As many of you know my dad is a butcher and I have been battling a cold/crazy busy of late. So when the perfect storm of having a free Saturday night and those two heavenly words appear, there's no question I'm heading home.

PRIME RIB

So when my dad asks me if I want him to pick something up for me, I say, "Sure!" Without question he comes through in the clutch. Prime rib, filet mignon, babyback ribs. "Surprise me dad."

Mmmmm.... I love food.

You what?

That's right, I shaved my head.

Pros:
  • I love rubbing the back od my head. What? Guys who stroke their goatees while being contemplative are just the same. Incidentally I love walking on faux mini-golf grass in my bare feet.
  • Random girls at work come up to me and ask to rub my head
  • I save money on shampoo.
  • Whenever I need to defend someone's honor, my scissor kick-to-ridge hand-to-flying headbutt combo is that much more deadly. I am so Shaolin right now.
Cons:
  • I miss out on buying new gels, pastes, sprays, creams, etc.
  • My head appears even rounder then before. Round as a chili bowl in fact.

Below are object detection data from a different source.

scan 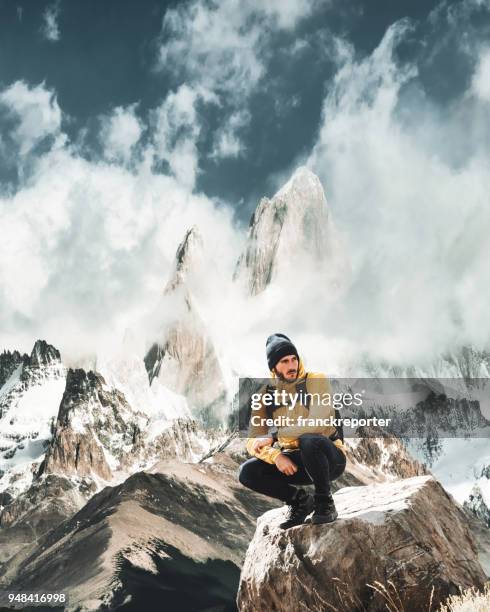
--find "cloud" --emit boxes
[472,48,490,102]
[41,1,61,42]
[212,109,251,158]
[100,104,144,163]
[150,84,215,189]
[0,82,241,363]
[308,15,490,363]
[157,0,319,170]
[0,81,61,156]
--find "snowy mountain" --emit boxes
[235,167,346,295]
[0,340,66,502]
[145,227,226,422]
[0,168,490,603]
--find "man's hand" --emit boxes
[252,438,274,451]
[274,453,298,476]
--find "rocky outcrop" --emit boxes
[0,350,29,389]
[0,454,280,611]
[234,167,345,295]
[40,369,211,482]
[145,228,226,424]
[464,478,490,528]
[237,476,486,612]
[0,340,66,502]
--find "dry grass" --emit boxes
[296,577,490,612]
[437,582,490,612]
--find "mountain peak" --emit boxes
[30,340,61,367]
[274,166,323,198]
[234,166,335,295]
[165,225,204,293]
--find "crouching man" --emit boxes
[239,334,347,529]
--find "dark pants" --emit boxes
[238,434,346,503]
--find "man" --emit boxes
[239,334,347,529]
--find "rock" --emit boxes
[463,478,490,528]
[237,475,486,612]
[0,340,66,502]
[234,167,347,295]
[145,227,226,425]
[0,454,275,612]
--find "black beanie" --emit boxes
[265,334,299,370]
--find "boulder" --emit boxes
[237,475,486,612]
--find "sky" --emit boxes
[0,0,490,366]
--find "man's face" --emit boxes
[274,355,299,380]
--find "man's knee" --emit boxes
[299,433,325,452]
[238,458,257,487]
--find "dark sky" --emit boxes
[0,0,488,220]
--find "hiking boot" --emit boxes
[279,489,314,529]
[309,493,338,525]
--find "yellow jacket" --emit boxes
[246,359,347,463]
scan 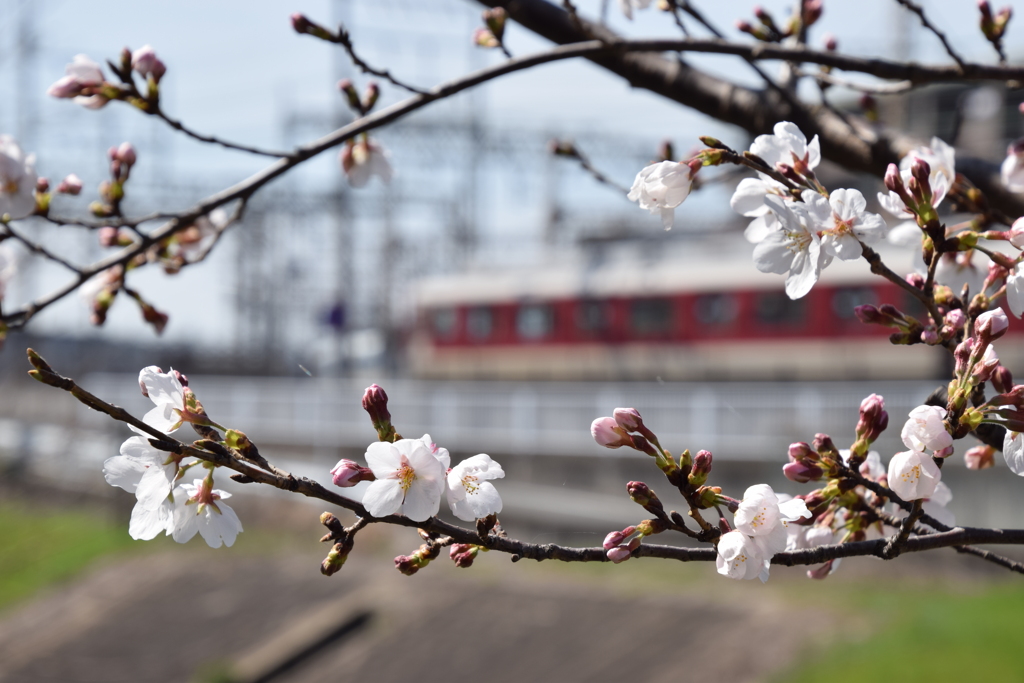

So there you have it. My year long decision to grow out my long locks anime-style has come to an end. It was a valiant effort, but with the excess heat/humidity something had to go. Plus the extra time spent applying various product in the morning was getting to be a such a drag.

Thursday, July 06, 2006

So where have you been all my life?

If a savior like return is good enough for one Rocket Roger Clemens and a favored son coming home return for Pedro Martinez then who am I to deny the denizens of QuansWorld their rightful content. After much clamoring the Quan has come back to the Blogosphere.

Wow, that was a pretty much ado about something intro and frankly I don't think I'll be able to live up to it. But here goes: I've been wicked busy and there have been lots of changes in my life. Sure I could detail everything since my last post, but the Cliff Notes version of things of late is:
  • My new promotion has been hella sweet
  • I got a new roommate who is nary around
  • I joined (not actively attend mind you, but simply joined) a gym
  • Been abusing fiction/nonfiction like I'm Brett Myers
  • Being a soccer fan. Fast Deutschland, fast...
  • Shaved my head
  • I joined Netflix. 4 movies (2 at a time) in a week bitches! It's been 80+ with the humidty projecting at a constant muggy to sweltering for the better part of the last 3 weeks, so what else is a boy supposed to do?
So with summer in full effect it's time to document all the various dimes up in my piece, attempt to achieve Kobayashi style and dust off my Kerouac and hit the road.

For those of you new to QuansWorld courtesy of myspace.com welcome to show.